Vacancies were 7.7% in the second quarter, so the third quarter vacancies only increased a modest 0.1%. But that rise is more significant when you think about seasonality. The third quarter is generally boom time for the rental market.
According to Bloomberg, unemployment has reduced rental demand. Obviously, unemployment doesn't result in buying a home instead, so where are these individuals going instead of renting? Since the news of tent villages popping up is sparse, I'd offer two other theories: more people must be getting roommates or moving in with relatives.
As you might guess, even poorer demand means even lower prices:
Actual rents paid by tenants, known as effective rents, declined 2.7 percent from a year earlier, the New York-based property research firm said in a report today. Asking rents, or what landlords sought, fell 1.8 percent from a year earlier.
It's a renter's market, as these statistics show that renters have the ability to talk down landlords from their asking rent. Of course, this price decline varies by location. According to the article, Manhattan rents have fallen nearly 9% in the third quarter compared to the prior year.

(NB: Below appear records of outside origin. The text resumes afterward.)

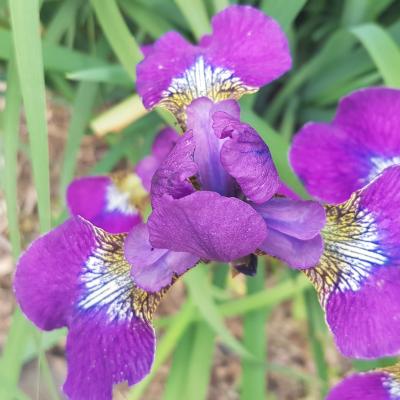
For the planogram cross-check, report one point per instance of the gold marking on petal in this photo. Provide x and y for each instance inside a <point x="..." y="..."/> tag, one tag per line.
<point x="202" y="80"/>
<point x="351" y="249"/>
<point x="108" y="284"/>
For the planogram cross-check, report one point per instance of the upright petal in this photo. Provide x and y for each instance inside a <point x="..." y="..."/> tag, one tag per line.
<point x="358" y="277"/>
<point x="208" y="225"/>
<point x="382" y="384"/>
<point x="247" y="158"/>
<point x="109" y="202"/>
<point x="172" y="177"/>
<point x="175" y="72"/>
<point x="334" y="160"/>
<point x="207" y="157"/>
<point x="151" y="268"/>
<point x="76" y="276"/>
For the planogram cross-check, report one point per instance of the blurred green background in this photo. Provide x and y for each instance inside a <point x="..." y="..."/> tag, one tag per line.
<point x="67" y="84"/>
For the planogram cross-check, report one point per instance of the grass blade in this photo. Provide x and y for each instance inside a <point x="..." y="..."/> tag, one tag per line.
<point x="117" y="33"/>
<point x="253" y="372"/>
<point x="383" y="50"/>
<point x="28" y="54"/>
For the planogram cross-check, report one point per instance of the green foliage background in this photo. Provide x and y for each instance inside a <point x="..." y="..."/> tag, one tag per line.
<point x="85" y="52"/>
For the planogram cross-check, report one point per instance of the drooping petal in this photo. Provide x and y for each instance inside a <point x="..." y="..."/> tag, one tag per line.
<point x="207" y="156"/>
<point x="293" y="230"/>
<point x="383" y="384"/>
<point x="227" y="64"/>
<point x="358" y="277"/>
<point x="295" y="252"/>
<point x="297" y="218"/>
<point x="152" y="269"/>
<point x="162" y="145"/>
<point x="207" y="225"/>
<point x="76" y="276"/>
<point x="109" y="202"/>
<point x="246" y="158"/>
<point x="172" y="177"/>
<point x="336" y="159"/>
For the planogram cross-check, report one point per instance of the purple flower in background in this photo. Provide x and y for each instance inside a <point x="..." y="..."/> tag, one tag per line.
<point x="381" y="384"/>
<point x="213" y="198"/>
<point x="114" y="203"/>
<point x="334" y="160"/>
<point x="245" y="51"/>
<point x="358" y="276"/>
<point x="76" y="276"/>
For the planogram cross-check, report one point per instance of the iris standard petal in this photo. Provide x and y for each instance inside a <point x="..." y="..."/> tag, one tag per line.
<point x="358" y="277"/>
<point x="76" y="276"/>
<point x="109" y="202"/>
<point x="152" y="268"/>
<point x="226" y="64"/>
<point x="207" y="225"/>
<point x="207" y="156"/>
<point x="334" y="160"/>
<point x="246" y="158"/>
<point x="172" y="177"/>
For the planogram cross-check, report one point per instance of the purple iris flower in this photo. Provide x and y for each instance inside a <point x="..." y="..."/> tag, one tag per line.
<point x="245" y="51"/>
<point x="115" y="202"/>
<point x="358" y="276"/>
<point x="382" y="384"/>
<point x="76" y="276"/>
<point x="214" y="199"/>
<point x="336" y="159"/>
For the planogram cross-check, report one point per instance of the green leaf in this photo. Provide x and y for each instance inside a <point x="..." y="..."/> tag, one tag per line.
<point x="383" y="50"/>
<point x="195" y="13"/>
<point x="117" y="33"/>
<point x="28" y="54"/>
<point x="253" y="373"/>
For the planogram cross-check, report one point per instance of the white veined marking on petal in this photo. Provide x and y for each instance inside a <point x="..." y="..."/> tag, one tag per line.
<point x="393" y="387"/>
<point x="117" y="200"/>
<point x="359" y="255"/>
<point x="201" y="78"/>
<point x="379" y="164"/>
<point x="104" y="289"/>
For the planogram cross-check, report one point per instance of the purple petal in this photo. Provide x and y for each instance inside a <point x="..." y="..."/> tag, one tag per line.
<point x="295" y="252"/>
<point x="154" y="269"/>
<point x="329" y="163"/>
<point x="247" y="158"/>
<point x="243" y="39"/>
<point x="336" y="159"/>
<point x="76" y="276"/>
<point x="164" y="142"/>
<point x="102" y="352"/>
<point x="358" y="277"/>
<point x="162" y="145"/>
<point x="172" y="177"/>
<point x="366" y="386"/>
<point x="106" y="202"/>
<point x="227" y="64"/>
<point x="299" y="219"/>
<point x="212" y="175"/>
<point x="207" y="225"/>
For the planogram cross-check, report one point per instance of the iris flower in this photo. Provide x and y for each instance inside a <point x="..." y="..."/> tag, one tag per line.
<point x="353" y="160"/>
<point x="214" y="197"/>
<point x="336" y="159"/>
<point x="245" y="51"/>
<point x="381" y="384"/>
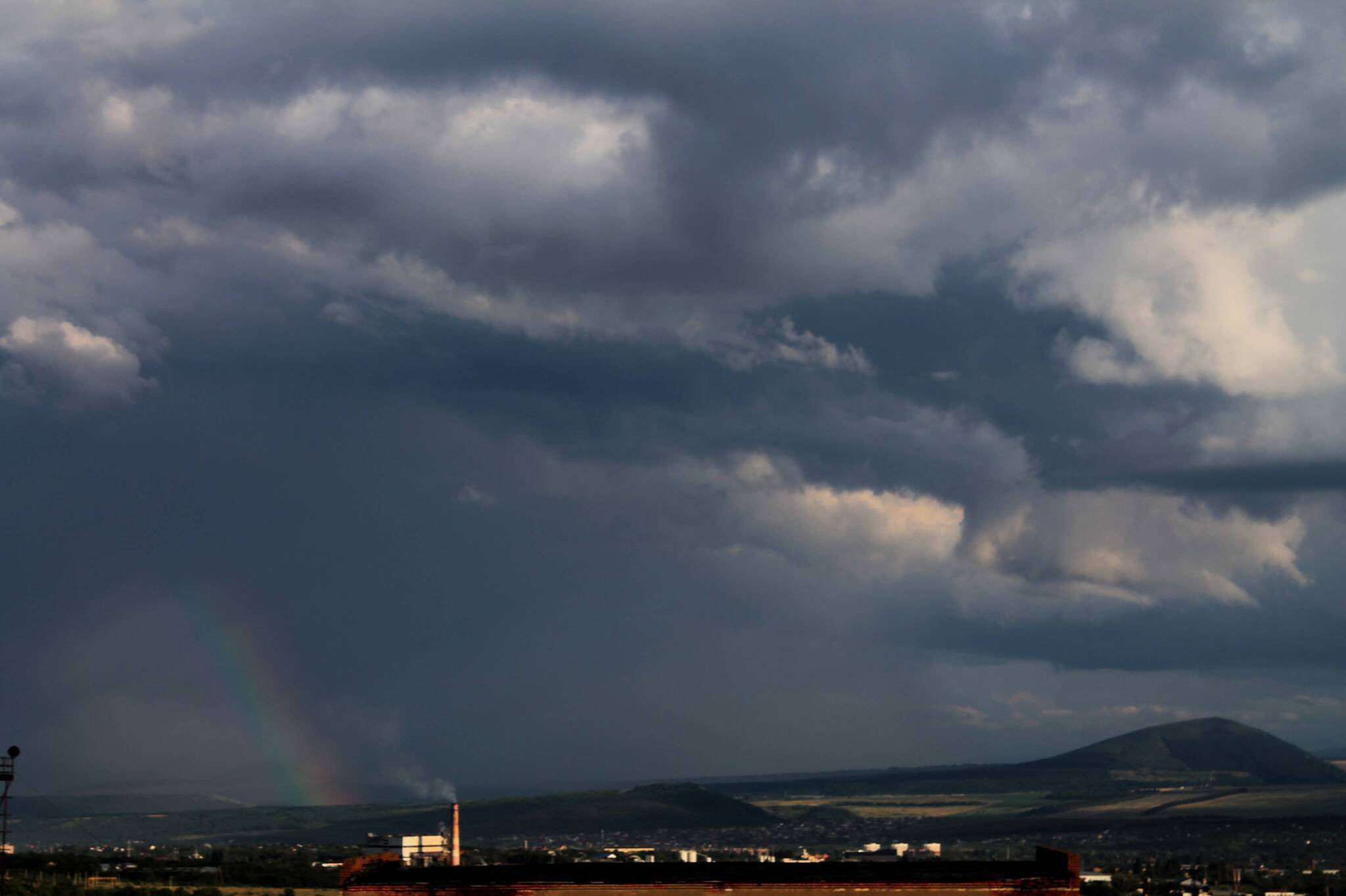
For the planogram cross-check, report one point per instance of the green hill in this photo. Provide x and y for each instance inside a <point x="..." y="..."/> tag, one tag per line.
<point x="1199" y="746"/>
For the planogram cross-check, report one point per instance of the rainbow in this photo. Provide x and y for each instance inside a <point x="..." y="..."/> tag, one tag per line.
<point x="306" y="773"/>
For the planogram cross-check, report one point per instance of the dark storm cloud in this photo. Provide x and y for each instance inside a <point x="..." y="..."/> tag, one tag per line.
<point x="617" y="380"/>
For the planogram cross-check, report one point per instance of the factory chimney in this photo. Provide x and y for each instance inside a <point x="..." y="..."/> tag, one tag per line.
<point x="454" y="855"/>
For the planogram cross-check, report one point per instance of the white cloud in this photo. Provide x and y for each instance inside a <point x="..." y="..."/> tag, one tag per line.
<point x="856" y="532"/>
<point x="1184" y="298"/>
<point x="62" y="362"/>
<point x="1140" y="547"/>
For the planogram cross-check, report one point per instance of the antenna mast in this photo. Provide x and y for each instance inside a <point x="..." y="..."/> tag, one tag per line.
<point x="6" y="778"/>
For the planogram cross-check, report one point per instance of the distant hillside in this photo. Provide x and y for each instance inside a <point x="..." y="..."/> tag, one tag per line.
<point x="614" y="810"/>
<point x="1199" y="746"/>
<point x="1197" y="751"/>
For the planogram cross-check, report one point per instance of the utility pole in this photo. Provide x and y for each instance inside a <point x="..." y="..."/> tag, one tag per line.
<point x="6" y="778"/>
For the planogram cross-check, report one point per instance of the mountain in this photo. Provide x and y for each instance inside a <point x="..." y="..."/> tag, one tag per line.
<point x="1199" y="746"/>
<point x="1198" y="751"/>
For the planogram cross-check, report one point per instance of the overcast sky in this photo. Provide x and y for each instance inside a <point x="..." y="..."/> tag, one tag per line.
<point x="534" y="392"/>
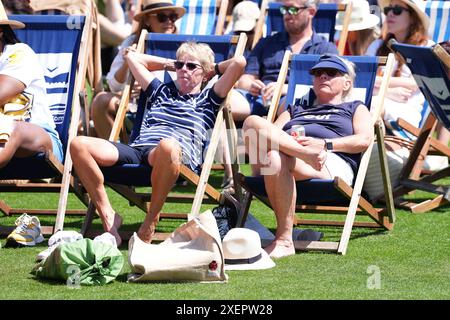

When will vacancies decline and prices go back up? Not this year. In fact, they will likely get worse:
Vacancies "continued to rise despite what has traditionally been a strong leasing period for apartment properties," Victor Calanog, director of research at Reis, said in a statement. "Given the inherent seasonality of rental and lease-up patterns we expect fourth-quarter figures to be even weaker, implying that we may break historic vacancy levels by year-end 2009."